In terms of climate change it’s not a 10 years thing and then methane instantly swaps, it’s a second by second thing where a percentage of existing methane is constantly converted. In steady state new methane from say cow farts 1:1 replaces methane from past cow farts being transformed into CO2. The only difference is an atom of CH4 at 16.043 grams per mol weigh less than an atom of CO2 at 44.009 grams per mol. Though many sources of CH4 start by extracting atmospheric CO2, natural gas leaks don’t.
The critical difference is if we cut net CO2 and hold methane steady the atmosphere stops warming, where cutting methane and CO2 would actually cool the atmosphere.
Put another way NEW sources of methane are different because it takes multiple years to reach an equilibrium. In the first years they have a very big impact, but eventually it falls off until eventually a constant source of CO2 may actually have a larger impact.
Why the US? Shale gas is based on an enormous number of gas wells with a short lifetime each. It's not economical to provide power and compressed air at each of these shale gas wells, so they use the pressure of the natural gas as the energy source to actuate their valves and pump liquids. That means the gas is vented to the atmosphere. And any liquids storage is in tanks which have no blanketing, so any evaporation and associated gas goes straight to the atmosphere.
US shale gas has incredibly high methane intensity. Not quite as bad as Russia, but worse than the rest of the world, including Saudia Arabia.

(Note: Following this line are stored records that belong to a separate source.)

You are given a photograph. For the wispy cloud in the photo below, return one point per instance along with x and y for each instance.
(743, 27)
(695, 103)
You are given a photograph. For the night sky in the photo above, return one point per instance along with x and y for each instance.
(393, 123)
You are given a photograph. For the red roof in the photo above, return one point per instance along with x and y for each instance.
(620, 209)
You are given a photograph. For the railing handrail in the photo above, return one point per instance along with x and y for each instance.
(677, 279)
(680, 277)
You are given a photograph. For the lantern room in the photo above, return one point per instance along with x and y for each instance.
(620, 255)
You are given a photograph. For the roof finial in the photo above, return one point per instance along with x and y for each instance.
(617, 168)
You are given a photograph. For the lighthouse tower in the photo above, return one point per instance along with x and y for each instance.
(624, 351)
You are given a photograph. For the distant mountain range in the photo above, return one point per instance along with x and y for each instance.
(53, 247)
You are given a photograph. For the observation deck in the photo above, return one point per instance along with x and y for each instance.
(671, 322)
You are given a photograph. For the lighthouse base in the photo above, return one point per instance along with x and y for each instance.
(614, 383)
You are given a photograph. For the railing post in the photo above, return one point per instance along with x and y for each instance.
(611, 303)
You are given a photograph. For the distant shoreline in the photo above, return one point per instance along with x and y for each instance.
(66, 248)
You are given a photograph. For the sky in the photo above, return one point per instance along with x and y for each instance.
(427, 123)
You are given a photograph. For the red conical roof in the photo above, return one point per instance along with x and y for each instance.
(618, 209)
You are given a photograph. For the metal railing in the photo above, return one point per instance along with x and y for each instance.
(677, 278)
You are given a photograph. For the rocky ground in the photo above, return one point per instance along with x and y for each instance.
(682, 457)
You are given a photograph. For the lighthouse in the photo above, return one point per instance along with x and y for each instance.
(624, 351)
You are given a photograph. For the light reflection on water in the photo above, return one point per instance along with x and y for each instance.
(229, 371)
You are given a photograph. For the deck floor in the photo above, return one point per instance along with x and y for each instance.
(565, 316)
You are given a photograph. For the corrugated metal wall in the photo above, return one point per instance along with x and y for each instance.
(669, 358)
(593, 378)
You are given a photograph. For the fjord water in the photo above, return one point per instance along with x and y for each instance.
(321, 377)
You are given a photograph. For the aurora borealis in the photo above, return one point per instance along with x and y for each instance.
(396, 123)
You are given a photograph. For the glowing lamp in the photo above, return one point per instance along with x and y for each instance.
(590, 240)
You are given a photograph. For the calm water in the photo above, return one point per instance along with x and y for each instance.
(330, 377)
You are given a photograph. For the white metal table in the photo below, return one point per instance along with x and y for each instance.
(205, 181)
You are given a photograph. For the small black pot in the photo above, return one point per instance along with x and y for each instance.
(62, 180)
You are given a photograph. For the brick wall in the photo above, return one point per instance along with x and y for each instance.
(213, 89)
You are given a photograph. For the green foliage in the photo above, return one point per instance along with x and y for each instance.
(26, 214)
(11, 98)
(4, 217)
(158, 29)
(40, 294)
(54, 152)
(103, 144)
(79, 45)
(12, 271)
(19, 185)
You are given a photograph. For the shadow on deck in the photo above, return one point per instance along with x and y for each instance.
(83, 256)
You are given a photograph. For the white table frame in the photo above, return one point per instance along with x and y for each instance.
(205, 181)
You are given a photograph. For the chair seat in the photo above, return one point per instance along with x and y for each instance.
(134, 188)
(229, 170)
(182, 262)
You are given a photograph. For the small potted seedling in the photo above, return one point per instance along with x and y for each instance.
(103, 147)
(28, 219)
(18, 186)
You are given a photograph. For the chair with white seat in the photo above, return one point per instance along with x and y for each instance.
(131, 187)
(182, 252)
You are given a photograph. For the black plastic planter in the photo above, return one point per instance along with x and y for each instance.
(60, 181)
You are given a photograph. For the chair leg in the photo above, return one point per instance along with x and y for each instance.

LNG plants themselves tend to have fairly low methane emissions. If you go to Qatar or Australia, the other two leading LNG exporters, their CO2 emissions will be high, but due to their upstream facilities they will have a tiny fraction of the methane emissions of US production.
But it's cheaper and easier to just engage in finger-wagging, pledges and vague ESG-inspired aspirations that to pay more for less-GHG-intensive LNG, so nothing will change in the short term.